During a Fritt Ord-supported event in Trondheim, the Palestinian professor at NTNU, Bassam Hussein, described the 7 October terror in Israel as the “most beautiful thing that has happened in our century”.
The statement was made during an event organised by Sosialistisk Forum on 21 April, at the book café “Sellanraa” in connection with Litteraturhuset in Trondheim.
A video recording was recently published on Steigan.no:
The two invited to give lectures from a respectively “Norwegian and Palestinian perspective” were editor and former politician Pål Steigan, and professor of project management at the Department of Mechanical and Industrial Engineering at NTNU and board member of Palestinakomiteen i Trøndelag, Bassam Hussein.
The topic was “The situation in the Middle East and its consequences for Europe”.
While Steigan began by stating that it is a major problem in the West, not only in Norway, that people have an almost “programmatic ignorance” and a total lack of respect for other cultures, the professor from NTNU chose a different approach.
After working his way through the history of the Middle East and Iran, he arrives at 2023.
– And then we come to 7 October. [The] most beautiful thing that has happened in our century.
Hussein, who is originally from Gaza, believes that 7 October showed that “Israeli superiority” is merely a myth and that Hamas’ terror massacres were “a needle in the backside” of the Israeli “dragon”.

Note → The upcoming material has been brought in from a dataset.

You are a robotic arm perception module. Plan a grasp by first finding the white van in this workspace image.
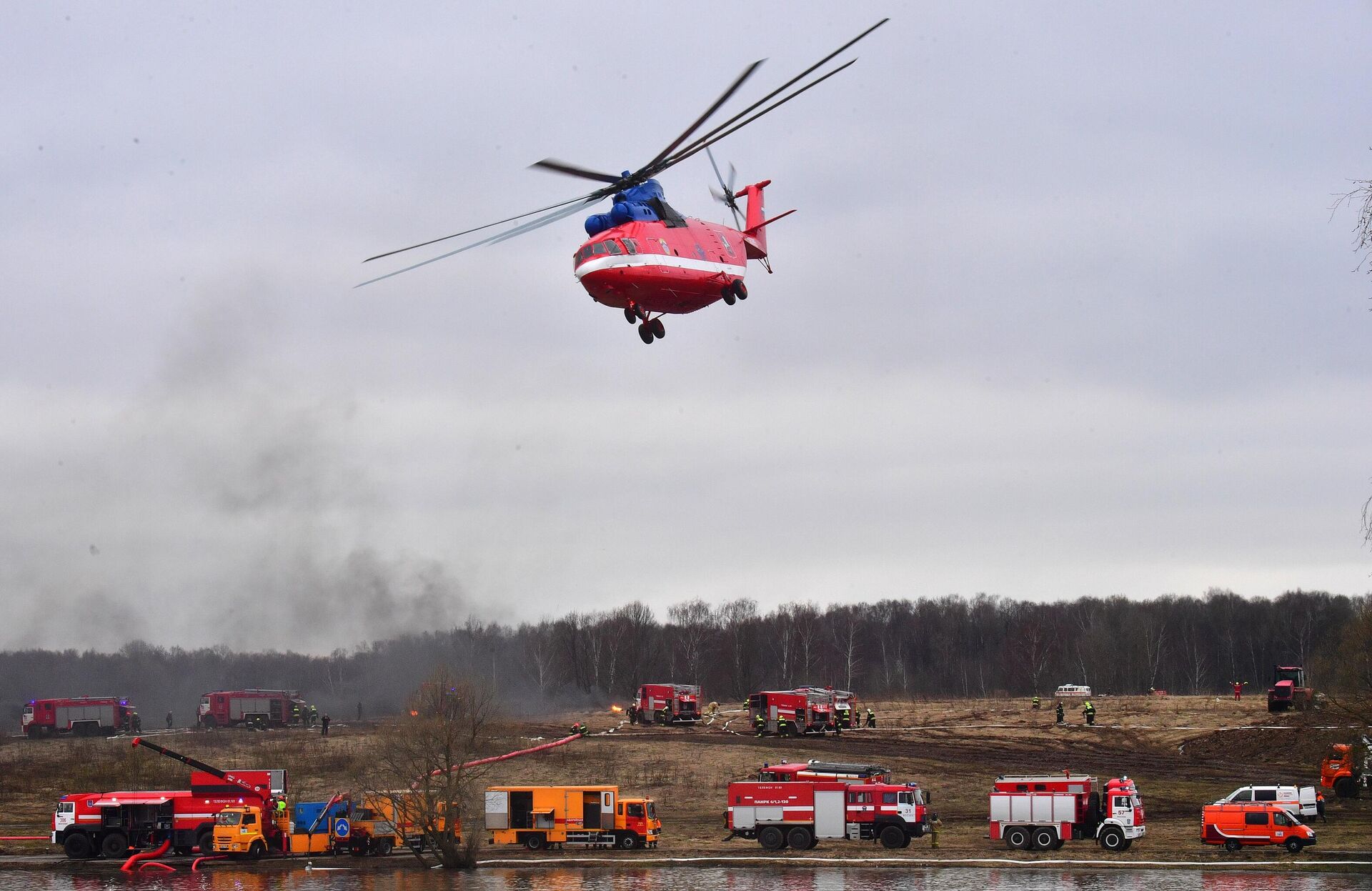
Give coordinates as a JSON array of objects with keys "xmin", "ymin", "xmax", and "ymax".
[{"xmin": 1216, "ymin": 785, "xmax": 1320, "ymax": 817}]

– 7 October has shown that no matter how strong you are, you have vulnerabilities. And an intelligent, smart, Palestinian military leader, with 400 individuals, can in fact hurt you greatly.

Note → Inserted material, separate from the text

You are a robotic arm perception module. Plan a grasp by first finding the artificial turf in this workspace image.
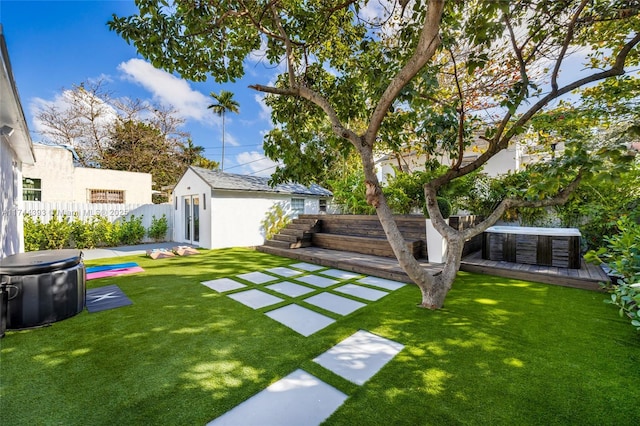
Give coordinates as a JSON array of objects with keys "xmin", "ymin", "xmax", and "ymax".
[{"xmin": 0, "ymin": 249, "xmax": 640, "ymax": 425}]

Praised deceased terrorist leader
Document asked Hussein how he justifies calling massacres of innocent civilians beautiful.
– My very brief answer is: 7 October is the most important turning point in our history in Palestine and in the Levant, for a great many reasons which I would be happy to elaborate on at another occasion. I do not regard 7 October as either a victory or a triumph, taking into account the number of killed, innocent people – not only on 7 October, but also after 7 October, Hussein replies by e-mail.
It is not the first time the professor has praised terrorists. On 31 January this year, he was organiser and centrally present with a megaphone during a tribute to the architect of the 7 October terror, the former Hamas leader Yahya Sinwar, who was killed in an Israeli attack.
Hussein was also central in denying Document’s journalist Bente Haarstad coverage of a demonstration in support of Iran in March this year, and in threatening to sue her and others who were present.
The professor’s activism in favour of Hamas is also reflected on NTNU’s website, where Hussein’s staff photograph bears the inscription “Never again is right now”. In this case, it is a reference to the BDS movement’s motto regarding Israel’s military response to the Hamas terror.
Elsewhere in the lecture, Hussein states that the manner in which the Iranians have responded to American and Israeli attacks is “fantastic and must be included in school textbooks”.
There were also “many good messages in these rockets that rained down on American bases” in the Middle East, in the sense that they showed the United States’ allies in the region that “the Americans are not even capable of protecting their own bases” – and that only idiots could come to believe that they are also capable of protecting the allied Gulf states.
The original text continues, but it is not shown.